2. Die vom Kläger ferner als gegeben behaupteten Zulassungsgründe der grundsätzlichen Bedeutung der Rechtssache (§ 115 Abs. 2 Nr. 1 FGO) und der Divergenz (§ 115 Abs. 2 Nr. 2 FGO) sind nicht in ausreichender Weise dargelegt bzw. bezeichnet (§ 115 Abs. 3 Satz 3 FGO). Von näheren Ausführungen hierzu sieht der Senat nach Art. 1 Nr. 6 des Gesetzes zur Entlastung des Bundesfinanzhofs ab.

3. Die im Beschwerdeverfahren vor dem BFH vom Kläger beantragte Akteneinsicht (§ 78 Abs. 1 FGO) war nicht zu gewähren, denn bei einem --wie im Streitfall-- unzulässigen Rechtsmittel ist die Einsichtnahme in die dem Gericht vorliegenden Akten unter keinem Gesichtspunkt geeignet, der Verwirklichung des Rechtsschutzes zu dienen (vgl. z.B. Senatsbeschluss vom 6. März 1997 VII R 121/96, BFH/NV 1997, 430).
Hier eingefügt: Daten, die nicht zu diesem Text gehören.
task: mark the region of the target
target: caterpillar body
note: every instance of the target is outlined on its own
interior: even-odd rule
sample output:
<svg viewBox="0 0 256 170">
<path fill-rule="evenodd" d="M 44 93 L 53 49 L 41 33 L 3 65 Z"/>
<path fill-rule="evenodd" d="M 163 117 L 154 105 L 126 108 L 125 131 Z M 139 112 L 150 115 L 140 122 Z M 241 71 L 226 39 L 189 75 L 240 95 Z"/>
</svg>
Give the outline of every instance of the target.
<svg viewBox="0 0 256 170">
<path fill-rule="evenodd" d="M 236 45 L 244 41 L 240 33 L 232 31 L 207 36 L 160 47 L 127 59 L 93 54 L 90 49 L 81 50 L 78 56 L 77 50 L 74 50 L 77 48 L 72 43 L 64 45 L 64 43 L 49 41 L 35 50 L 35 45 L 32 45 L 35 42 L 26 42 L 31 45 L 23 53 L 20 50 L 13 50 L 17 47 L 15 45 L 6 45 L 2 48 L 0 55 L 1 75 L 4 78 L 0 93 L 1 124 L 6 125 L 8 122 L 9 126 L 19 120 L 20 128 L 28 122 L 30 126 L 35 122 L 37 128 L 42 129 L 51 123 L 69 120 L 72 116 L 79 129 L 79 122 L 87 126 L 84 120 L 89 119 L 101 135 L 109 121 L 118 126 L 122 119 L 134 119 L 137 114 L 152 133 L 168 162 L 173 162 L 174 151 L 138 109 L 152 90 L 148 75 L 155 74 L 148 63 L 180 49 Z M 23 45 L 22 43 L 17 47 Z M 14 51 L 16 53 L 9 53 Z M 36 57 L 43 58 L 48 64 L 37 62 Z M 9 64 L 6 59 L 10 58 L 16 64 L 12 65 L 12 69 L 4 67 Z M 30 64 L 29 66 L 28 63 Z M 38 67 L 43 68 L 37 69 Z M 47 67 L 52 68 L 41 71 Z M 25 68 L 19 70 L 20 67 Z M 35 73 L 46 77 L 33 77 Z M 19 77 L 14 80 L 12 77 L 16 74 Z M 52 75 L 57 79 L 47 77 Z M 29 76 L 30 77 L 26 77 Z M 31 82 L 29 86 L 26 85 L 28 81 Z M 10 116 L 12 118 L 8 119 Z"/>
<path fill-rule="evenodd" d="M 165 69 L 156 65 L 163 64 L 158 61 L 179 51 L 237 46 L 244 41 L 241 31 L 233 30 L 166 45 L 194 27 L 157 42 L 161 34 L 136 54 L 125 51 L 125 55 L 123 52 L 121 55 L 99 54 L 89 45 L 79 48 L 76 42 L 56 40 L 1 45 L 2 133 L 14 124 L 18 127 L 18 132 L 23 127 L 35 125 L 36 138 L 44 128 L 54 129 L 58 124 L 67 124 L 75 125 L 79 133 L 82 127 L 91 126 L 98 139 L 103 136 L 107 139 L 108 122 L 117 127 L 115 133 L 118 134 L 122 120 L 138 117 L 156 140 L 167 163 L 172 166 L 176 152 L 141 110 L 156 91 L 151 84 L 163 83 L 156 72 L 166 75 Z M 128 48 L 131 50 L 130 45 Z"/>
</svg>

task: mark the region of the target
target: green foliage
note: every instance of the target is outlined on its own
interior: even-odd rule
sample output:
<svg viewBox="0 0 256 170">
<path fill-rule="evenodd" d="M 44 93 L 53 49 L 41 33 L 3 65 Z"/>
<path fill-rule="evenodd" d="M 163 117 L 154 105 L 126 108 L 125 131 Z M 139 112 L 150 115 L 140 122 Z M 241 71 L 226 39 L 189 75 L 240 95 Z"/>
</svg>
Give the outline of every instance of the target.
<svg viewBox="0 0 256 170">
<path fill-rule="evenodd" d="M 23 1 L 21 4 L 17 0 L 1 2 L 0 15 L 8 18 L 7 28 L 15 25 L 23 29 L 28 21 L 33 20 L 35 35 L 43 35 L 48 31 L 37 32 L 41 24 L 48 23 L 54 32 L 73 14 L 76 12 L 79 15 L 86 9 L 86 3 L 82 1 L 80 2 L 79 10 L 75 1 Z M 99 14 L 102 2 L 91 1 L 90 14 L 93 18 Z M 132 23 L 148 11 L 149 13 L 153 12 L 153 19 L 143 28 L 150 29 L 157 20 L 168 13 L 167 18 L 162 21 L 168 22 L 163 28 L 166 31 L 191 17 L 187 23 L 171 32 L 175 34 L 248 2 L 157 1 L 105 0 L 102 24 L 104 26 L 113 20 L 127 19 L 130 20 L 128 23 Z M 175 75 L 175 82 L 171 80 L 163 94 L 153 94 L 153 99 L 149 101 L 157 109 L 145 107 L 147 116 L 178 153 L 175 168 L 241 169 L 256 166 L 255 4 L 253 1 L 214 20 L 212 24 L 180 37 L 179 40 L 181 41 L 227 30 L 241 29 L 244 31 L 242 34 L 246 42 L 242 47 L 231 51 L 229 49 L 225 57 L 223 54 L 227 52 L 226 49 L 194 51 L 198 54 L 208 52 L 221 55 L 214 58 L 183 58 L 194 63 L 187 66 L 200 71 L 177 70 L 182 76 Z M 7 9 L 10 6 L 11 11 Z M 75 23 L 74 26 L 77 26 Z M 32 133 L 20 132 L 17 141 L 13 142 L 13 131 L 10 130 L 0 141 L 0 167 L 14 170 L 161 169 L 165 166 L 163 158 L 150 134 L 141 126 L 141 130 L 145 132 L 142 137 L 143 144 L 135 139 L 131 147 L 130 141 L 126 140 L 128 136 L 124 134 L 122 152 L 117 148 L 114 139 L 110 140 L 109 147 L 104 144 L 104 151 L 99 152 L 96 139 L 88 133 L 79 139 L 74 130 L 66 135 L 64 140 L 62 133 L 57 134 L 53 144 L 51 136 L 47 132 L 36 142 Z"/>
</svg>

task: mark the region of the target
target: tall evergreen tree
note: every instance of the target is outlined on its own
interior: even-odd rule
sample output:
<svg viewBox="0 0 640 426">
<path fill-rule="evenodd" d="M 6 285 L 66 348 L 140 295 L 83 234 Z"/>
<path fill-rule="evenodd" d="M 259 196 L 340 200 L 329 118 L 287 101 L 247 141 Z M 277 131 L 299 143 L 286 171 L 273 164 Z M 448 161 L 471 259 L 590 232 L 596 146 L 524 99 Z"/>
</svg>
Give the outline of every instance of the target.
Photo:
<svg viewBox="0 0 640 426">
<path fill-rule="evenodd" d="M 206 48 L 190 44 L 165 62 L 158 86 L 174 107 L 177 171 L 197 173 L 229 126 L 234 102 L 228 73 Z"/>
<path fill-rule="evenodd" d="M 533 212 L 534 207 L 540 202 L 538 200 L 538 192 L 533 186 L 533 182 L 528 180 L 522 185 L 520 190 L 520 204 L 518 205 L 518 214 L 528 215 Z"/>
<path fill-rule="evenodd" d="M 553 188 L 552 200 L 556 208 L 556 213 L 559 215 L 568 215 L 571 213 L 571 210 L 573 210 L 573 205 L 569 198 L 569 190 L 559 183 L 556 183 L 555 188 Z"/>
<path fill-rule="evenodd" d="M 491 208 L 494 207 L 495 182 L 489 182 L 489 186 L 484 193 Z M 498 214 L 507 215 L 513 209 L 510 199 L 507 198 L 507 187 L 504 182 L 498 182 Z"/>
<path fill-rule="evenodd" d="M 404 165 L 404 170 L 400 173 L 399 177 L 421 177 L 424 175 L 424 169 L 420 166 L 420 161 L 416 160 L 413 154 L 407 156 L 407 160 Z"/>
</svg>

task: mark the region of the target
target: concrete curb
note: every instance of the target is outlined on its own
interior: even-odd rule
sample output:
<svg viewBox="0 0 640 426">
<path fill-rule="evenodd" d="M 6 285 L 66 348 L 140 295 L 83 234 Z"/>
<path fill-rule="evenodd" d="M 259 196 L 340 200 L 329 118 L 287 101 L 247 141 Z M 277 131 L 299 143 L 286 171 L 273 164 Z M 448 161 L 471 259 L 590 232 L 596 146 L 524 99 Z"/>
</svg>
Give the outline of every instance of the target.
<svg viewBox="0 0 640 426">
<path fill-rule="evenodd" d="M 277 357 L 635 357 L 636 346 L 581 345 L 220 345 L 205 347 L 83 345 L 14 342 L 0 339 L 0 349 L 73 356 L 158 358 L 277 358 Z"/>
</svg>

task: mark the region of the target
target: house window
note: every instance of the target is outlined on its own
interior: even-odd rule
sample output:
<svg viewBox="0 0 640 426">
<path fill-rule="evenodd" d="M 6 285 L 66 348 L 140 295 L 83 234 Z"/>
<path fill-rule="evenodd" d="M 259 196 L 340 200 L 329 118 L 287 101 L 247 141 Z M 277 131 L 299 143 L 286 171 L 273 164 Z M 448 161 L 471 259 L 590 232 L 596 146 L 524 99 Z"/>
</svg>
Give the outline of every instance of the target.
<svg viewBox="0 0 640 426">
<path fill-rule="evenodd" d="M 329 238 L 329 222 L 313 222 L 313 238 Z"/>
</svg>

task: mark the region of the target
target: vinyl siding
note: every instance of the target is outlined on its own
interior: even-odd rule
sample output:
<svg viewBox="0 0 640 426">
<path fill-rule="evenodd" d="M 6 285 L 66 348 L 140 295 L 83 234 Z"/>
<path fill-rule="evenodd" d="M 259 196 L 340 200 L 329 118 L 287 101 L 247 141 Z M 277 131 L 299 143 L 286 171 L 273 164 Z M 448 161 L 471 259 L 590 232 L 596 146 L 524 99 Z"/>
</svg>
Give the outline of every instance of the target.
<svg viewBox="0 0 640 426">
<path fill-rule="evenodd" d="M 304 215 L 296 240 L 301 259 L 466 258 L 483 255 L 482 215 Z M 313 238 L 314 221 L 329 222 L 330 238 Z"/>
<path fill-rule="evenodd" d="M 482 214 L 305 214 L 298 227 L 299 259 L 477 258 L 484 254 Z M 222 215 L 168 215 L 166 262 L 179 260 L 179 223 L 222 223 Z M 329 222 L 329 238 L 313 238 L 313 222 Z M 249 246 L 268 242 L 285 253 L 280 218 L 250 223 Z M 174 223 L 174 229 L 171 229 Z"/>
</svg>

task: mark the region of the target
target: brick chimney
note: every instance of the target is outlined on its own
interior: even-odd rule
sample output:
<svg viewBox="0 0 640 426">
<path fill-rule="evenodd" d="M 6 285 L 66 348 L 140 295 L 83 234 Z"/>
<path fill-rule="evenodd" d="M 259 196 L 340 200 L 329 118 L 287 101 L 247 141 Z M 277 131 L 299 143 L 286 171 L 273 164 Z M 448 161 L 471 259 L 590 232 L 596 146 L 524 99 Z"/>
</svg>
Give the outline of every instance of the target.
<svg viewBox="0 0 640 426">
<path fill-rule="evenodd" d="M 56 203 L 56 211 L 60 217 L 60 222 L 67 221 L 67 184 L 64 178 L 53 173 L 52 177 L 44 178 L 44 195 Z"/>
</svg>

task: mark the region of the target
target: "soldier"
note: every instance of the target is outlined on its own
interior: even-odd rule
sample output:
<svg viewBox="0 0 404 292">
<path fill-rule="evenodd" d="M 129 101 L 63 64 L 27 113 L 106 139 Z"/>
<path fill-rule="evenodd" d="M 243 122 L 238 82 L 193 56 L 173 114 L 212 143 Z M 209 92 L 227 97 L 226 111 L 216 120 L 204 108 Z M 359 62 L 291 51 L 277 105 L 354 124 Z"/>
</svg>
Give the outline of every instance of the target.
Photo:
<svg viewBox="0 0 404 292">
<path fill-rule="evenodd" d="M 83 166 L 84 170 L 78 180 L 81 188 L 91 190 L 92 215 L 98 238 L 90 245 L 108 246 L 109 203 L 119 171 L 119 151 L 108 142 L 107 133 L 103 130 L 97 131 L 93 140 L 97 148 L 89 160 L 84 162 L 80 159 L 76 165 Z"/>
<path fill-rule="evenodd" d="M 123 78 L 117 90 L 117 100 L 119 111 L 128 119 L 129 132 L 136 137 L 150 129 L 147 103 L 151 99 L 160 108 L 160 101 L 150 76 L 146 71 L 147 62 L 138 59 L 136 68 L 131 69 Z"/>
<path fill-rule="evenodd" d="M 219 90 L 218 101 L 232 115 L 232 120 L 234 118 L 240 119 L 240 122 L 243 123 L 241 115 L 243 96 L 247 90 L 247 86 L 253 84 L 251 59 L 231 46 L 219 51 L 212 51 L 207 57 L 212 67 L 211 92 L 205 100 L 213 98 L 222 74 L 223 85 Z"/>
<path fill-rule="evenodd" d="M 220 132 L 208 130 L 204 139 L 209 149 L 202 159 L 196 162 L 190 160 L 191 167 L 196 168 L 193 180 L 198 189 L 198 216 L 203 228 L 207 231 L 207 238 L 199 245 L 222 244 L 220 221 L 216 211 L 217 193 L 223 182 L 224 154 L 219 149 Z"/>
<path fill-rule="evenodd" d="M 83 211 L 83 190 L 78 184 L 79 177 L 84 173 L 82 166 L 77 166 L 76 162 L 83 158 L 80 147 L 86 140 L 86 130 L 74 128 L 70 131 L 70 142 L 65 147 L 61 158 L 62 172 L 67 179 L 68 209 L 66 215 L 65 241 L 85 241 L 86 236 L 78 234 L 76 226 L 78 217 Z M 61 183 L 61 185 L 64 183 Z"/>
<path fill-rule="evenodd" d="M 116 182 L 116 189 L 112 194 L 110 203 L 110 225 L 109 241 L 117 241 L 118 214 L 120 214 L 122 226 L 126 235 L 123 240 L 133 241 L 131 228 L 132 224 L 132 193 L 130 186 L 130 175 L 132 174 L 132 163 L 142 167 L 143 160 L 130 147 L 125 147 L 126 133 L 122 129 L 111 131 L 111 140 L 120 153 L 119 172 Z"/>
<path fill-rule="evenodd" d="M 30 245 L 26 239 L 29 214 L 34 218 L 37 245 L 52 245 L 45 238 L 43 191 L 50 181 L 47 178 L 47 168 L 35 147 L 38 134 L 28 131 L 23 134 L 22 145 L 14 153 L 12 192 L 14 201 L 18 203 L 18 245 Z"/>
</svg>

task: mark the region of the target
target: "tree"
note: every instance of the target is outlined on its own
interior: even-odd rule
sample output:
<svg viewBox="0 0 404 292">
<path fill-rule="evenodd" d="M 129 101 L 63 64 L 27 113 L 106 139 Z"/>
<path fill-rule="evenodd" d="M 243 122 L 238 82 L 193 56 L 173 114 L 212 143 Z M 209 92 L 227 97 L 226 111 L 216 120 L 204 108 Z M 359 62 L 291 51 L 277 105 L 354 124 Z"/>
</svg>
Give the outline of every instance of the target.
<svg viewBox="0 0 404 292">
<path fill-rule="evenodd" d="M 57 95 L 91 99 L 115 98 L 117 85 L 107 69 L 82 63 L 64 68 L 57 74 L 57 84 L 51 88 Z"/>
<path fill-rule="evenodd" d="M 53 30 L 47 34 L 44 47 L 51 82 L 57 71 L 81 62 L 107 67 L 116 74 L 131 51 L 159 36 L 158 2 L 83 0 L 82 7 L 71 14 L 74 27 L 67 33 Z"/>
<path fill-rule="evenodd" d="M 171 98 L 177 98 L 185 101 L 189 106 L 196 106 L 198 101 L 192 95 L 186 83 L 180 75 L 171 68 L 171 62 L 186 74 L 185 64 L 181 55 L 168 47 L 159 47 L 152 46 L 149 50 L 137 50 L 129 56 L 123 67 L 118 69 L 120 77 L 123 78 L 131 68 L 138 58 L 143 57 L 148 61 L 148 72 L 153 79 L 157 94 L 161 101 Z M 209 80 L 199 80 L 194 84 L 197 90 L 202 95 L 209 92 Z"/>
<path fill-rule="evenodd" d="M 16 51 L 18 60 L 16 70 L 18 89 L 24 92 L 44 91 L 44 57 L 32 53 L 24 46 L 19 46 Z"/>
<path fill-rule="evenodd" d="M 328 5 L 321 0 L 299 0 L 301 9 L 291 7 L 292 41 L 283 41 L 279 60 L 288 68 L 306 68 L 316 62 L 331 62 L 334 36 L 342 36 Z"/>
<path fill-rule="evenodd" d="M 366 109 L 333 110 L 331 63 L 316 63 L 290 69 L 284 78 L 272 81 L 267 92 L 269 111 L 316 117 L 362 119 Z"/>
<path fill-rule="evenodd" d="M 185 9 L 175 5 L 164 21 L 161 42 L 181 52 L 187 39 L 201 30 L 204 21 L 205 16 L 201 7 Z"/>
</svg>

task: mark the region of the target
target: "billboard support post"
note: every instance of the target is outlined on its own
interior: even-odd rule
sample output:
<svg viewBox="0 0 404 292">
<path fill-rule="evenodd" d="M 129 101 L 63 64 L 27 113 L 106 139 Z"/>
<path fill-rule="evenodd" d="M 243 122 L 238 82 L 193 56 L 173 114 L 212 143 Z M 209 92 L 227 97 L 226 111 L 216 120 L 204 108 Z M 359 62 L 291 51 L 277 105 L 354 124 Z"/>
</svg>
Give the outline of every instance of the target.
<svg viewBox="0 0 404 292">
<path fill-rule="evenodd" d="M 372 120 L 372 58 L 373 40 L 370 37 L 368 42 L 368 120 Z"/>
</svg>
Ebenso unbehelflich ist der Antrag des Klägers, die Steuerakten (die das FG nicht beigezogen hat) im vorliegenden Beschwerdeverfahren beizuziehen, denn der BFH ist im Rahmen einer Nichtzulassungsbeschwerde, jedenfalls soweit es um Fragen des materiellen Rechts geht, kein Tatsachengericht.